Working the System vs Beating the System

Posted by Martin Jamieson | May 27, 2008 .

Seth GodinOne of my favourite bloggers is Seth Godin, I always find the time to read his posts.

Seth is a marketing mastermind, and while most of the topics he talks about are basic principles, they are things that many people get wrong and ones that we need to  be constantly reminded of as bad marketing habits can be so easy to slip into.

One of his recent posts talks about ‘the spirit of the game‘ or more specifically, why it’s better to make the ’system’ work for you, instead of you trying to beat the ’system’.

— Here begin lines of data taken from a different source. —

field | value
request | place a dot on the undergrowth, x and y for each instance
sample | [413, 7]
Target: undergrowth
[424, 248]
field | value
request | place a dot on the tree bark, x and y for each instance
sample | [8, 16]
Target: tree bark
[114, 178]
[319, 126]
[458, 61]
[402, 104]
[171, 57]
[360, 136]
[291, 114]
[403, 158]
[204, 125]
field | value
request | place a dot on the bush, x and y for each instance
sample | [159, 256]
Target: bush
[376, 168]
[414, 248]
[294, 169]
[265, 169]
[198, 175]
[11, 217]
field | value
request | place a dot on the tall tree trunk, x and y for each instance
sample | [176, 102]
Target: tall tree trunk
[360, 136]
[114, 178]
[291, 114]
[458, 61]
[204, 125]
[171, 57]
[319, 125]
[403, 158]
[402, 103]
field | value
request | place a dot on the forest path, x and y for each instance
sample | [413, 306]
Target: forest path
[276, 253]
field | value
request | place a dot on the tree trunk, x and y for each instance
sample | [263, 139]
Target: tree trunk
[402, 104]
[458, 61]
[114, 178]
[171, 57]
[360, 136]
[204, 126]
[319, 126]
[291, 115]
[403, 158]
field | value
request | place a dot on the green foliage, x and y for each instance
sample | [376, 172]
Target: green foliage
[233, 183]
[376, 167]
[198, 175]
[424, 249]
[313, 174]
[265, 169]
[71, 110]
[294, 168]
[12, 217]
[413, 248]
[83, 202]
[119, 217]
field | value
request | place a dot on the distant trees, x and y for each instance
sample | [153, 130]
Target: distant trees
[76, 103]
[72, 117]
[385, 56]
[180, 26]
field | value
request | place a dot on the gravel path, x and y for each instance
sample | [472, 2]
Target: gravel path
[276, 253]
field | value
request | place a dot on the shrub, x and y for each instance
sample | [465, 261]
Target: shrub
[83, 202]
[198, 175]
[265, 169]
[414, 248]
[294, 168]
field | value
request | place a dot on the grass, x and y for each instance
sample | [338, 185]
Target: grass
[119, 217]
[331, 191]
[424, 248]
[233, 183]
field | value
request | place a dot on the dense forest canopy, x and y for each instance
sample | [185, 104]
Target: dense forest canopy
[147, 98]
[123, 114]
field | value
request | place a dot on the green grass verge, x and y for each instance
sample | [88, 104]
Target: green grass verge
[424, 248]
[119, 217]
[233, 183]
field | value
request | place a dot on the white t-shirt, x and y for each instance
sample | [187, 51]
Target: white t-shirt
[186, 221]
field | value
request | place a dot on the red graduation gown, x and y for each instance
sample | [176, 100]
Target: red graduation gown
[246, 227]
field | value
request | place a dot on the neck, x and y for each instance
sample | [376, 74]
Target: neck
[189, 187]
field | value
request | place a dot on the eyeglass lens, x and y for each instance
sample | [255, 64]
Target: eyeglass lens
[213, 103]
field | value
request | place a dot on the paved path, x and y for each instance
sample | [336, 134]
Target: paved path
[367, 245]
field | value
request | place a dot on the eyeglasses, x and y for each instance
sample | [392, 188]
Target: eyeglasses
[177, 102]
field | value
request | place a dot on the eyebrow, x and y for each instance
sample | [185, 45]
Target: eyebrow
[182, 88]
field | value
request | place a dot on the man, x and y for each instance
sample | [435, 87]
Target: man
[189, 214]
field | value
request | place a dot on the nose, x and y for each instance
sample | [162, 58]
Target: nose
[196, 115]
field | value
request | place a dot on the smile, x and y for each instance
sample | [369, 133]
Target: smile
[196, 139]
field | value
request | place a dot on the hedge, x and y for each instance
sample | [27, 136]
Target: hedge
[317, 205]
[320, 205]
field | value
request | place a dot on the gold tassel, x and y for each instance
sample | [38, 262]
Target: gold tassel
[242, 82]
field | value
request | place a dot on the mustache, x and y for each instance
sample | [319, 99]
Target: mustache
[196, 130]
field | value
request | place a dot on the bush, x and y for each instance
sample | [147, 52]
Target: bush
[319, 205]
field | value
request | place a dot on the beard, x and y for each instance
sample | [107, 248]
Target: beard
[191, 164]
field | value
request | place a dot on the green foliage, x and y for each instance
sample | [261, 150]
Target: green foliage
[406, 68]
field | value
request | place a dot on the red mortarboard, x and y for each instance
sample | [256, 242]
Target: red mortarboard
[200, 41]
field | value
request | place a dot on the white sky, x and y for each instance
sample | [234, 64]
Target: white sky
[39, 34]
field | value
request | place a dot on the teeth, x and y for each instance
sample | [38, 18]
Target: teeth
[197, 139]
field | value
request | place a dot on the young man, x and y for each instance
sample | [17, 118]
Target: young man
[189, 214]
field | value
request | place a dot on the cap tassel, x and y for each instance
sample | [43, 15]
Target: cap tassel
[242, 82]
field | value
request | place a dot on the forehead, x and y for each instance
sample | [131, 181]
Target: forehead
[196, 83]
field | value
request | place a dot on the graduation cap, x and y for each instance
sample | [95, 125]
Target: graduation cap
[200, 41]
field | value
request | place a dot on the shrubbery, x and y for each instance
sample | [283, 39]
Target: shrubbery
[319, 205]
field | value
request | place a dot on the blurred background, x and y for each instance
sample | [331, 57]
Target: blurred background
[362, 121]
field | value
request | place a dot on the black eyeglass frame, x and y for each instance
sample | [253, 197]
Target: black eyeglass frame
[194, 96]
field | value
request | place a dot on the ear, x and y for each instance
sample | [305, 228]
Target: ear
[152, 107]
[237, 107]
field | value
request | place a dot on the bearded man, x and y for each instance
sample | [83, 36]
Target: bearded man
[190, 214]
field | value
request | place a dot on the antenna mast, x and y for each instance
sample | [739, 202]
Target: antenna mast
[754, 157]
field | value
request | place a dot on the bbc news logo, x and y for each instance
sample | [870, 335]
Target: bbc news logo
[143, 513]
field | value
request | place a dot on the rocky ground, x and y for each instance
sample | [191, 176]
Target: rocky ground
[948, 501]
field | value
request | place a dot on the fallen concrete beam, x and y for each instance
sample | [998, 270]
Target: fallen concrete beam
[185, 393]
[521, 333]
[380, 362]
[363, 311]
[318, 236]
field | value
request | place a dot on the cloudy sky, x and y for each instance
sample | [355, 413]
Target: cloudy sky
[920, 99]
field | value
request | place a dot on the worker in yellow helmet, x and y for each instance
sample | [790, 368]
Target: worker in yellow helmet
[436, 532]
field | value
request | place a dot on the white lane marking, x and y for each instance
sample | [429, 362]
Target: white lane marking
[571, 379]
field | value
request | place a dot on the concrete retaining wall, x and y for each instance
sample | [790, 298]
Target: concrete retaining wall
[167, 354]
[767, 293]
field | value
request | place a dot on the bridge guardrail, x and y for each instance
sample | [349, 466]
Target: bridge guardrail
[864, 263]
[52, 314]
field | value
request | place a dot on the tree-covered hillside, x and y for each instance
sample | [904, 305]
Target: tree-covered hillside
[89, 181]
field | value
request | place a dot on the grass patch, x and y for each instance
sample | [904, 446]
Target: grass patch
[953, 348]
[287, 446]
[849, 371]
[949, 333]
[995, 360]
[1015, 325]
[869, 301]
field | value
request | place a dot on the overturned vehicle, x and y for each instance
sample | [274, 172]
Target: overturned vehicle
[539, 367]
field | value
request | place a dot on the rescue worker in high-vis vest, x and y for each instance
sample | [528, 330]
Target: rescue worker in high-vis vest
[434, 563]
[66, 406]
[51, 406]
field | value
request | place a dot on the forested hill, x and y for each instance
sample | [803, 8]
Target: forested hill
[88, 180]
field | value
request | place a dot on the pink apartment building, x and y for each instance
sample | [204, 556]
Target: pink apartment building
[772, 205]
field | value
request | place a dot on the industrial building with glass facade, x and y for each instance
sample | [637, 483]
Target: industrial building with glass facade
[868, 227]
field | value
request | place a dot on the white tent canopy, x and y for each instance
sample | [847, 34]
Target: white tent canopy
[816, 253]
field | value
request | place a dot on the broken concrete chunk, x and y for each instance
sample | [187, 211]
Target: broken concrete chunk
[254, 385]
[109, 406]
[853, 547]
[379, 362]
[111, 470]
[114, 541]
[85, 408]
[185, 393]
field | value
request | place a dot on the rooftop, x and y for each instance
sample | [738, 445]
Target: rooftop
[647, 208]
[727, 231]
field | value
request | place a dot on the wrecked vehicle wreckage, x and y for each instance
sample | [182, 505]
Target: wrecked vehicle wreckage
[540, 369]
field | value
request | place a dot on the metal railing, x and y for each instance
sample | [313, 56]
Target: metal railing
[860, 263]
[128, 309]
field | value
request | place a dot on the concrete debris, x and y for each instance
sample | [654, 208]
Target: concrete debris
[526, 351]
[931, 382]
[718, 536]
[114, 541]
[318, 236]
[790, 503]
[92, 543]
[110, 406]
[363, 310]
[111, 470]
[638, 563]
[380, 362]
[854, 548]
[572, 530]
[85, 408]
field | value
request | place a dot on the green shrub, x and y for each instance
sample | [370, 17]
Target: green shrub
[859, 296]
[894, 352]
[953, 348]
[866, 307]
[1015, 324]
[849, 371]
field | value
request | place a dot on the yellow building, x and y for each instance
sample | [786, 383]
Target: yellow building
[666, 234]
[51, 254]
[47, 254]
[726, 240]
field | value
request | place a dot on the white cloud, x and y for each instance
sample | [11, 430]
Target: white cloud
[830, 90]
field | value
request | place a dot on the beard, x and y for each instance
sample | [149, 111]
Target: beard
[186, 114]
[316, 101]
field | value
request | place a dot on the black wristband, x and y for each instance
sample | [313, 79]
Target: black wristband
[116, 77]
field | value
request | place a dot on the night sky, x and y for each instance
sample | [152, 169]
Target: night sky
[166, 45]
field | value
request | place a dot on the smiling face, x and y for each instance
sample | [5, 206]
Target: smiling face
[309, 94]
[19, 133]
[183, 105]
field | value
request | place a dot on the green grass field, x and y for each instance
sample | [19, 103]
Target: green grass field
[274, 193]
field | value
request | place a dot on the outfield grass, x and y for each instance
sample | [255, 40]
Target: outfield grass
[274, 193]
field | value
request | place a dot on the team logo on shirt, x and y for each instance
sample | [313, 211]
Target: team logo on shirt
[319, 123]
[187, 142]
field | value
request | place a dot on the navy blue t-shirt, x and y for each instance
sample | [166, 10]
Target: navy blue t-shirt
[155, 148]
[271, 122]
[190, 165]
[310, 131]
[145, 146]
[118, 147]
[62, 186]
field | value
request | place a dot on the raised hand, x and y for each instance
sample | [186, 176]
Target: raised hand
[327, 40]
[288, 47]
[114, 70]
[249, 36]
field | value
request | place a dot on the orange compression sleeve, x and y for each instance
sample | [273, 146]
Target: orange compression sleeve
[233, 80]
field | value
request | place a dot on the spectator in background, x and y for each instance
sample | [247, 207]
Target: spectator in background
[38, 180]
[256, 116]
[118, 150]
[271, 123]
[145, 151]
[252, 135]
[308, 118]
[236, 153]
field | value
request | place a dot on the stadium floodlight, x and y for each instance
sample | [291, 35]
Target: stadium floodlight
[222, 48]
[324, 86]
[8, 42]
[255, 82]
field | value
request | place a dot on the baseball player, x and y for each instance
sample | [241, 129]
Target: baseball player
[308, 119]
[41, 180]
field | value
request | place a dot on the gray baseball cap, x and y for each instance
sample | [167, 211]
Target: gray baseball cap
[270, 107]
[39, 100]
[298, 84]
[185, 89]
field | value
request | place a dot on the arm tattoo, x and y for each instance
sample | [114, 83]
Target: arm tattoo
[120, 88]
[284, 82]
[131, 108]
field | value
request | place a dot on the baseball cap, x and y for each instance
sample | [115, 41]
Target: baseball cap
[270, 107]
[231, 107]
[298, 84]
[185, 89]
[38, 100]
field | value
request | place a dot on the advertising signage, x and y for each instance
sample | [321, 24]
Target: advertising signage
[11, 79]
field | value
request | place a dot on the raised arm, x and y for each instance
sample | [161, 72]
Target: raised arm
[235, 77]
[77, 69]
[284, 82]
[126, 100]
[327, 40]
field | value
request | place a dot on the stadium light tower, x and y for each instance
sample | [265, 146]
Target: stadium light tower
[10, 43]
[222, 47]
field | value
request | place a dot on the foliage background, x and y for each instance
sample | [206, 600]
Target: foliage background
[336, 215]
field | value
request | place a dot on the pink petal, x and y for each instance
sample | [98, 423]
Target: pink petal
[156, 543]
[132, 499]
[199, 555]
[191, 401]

It doesn’t matter how you’re trying to beat the system (think counting cards in Las Vegas, or black-hat SEO tactics etc.), eventually the system will adapt and either you adapt with it or you face complete failure (depending on what system you’re trying to beat, the consequences and the rewards will vary - it’s this long-term risk v short-term reward that usually defines the arguments about which path you take).

I started marketing online in 2002, and during that time there were a lot of people trying to beat the system on the Internet, especially using black-hat SEO. Back then it seemed like everyone was trying to do it (Google wasn’t anywhere near as sophisticated at stopping spam as it is now), some of the success that I had in my early days of affiliate marketing was (at least partly) due to scripts that automatically created several hundred pages of keyword focused content. I managed to get the #1 spot on Google for a reasonably profitable keyword and was regularly making around $1500 per month in affiliate commissions… and then Google caught up and my earnings dropped to $0 overnight.

At the time it wasn’t such a huge deal, affiliate marketing was just a hobby, and I wasn’t being overly sophisticated in my approach to it, so I took it on the chin and kept working for other companies (who had other ways to beat the system - one had over 1000 domains all elaborately linked back to a few main ecommerce sites… none of which are still around today).

Since then, I’ve spent the last few years working on other people’s websites instead of growing my own, it’s only been the last six months where I’ve started to pick up the pieces and focus on my content again… I don’t want this to be a hobby any more, I want my websites to support my family long-term.

Today, there are lots of people telling you that content is king, the easy road (if there is one) is for fools, organically grow your site and give your audience what they want… the thing is, back then I was always looking for shortcuts - if I spent that same time concentrating on valuable content people wanted to read, organically growing my site in ways that made sense, imagine the fantastic position those websites would be in today. I would be generating far more money, and be sustaining that over a much longer period of time  than the bits and pieces I managed to scrape together in several short months.

There are no short-cuts… develop your content, give people what they want and make the system work for you instead of wasting all your time figuring out how you can beat the system. The long-term rewards will far outweigh the short-term gains.